There is a hush—and there sounds in front a new, soft, trembling voice: ‘Bontzye, my child!’ It speaks like a harp. ‘My dear child, Bontzye!’
And Bontzye’s heart melts within him. Now he would lift up his eyes, but they are blinded with tears; he never felt such sweet emotion before. ‘My child! Bontzye!’—no one, since his mother died, had spoken to him with such words in such a voice.
‘My child’, continues the presiding judge, ‘you have suffered and kept silent; there is no whole limb, no whole bone in your body without a scar, without a wound, not a fibre of your soul that has not bled—and you kept silent. There they did not understand. Perhaps you yourself did not know that you mighthave cried out, and that at your cry the walls of Jericho would have shaken and fallen. You yourself knew nothing of your hidden power.
‘In the other world your silence was not understood, but that is the World of Delusion; in the World of Truth you will receive your reward. The Heavenly Court will not judge you; the Heavenly Court will not pass sentence on you; they will not apportion you a reward. Take what you will! Everything is yours.’
Bontzye looks up for the first time. He is dazzled; everything shines and flashes and streams with light.
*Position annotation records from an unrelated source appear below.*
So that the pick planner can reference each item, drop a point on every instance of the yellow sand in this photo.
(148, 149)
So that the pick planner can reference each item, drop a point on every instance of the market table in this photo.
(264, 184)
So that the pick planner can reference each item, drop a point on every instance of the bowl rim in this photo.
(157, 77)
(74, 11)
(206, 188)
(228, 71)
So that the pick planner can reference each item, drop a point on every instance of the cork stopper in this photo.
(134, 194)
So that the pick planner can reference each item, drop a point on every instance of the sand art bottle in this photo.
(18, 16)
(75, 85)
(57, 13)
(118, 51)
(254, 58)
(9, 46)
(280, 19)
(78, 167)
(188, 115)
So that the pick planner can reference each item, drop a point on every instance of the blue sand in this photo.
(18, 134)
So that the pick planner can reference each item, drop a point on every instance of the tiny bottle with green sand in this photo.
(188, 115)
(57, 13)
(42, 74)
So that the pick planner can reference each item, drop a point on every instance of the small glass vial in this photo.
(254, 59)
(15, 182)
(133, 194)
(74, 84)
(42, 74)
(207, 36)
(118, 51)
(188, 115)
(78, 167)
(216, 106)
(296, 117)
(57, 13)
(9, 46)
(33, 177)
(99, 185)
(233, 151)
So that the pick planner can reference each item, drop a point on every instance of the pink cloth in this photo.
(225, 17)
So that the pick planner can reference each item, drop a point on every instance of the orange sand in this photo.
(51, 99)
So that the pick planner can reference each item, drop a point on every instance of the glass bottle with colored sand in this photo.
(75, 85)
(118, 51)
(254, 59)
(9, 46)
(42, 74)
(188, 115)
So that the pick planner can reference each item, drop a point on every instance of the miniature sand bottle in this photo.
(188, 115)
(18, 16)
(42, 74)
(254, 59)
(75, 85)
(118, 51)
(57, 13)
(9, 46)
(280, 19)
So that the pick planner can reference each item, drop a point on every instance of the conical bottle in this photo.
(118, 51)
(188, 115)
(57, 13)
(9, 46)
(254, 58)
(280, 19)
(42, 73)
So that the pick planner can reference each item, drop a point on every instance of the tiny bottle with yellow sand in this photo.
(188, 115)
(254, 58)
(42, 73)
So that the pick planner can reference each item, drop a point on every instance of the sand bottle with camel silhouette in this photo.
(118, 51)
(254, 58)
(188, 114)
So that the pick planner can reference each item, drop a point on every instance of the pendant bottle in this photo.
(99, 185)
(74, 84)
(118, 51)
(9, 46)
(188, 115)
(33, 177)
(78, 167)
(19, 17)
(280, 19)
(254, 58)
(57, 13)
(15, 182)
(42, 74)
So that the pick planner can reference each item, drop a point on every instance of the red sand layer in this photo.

‘Taki—really?’ he asks, shyly.
‘Yes, really!’ answers the presiding judge, with decision; ‘really, I tell you, everything is yours; everything in heaven belongs to you. Because all that shines and sparkles is only the reflection of your hidden goodness, a reflection of your soul. You only take of what is yours.’
‘Taki?’ asks Bontzye again, this time in a firmer voice.
‘Taki! taki! taki!’ they answer from all sides.
‘Well, if it is so’, Bontzye smiles, ‘I would like to have every day, for breakfast, a hot roll with fresh butter.’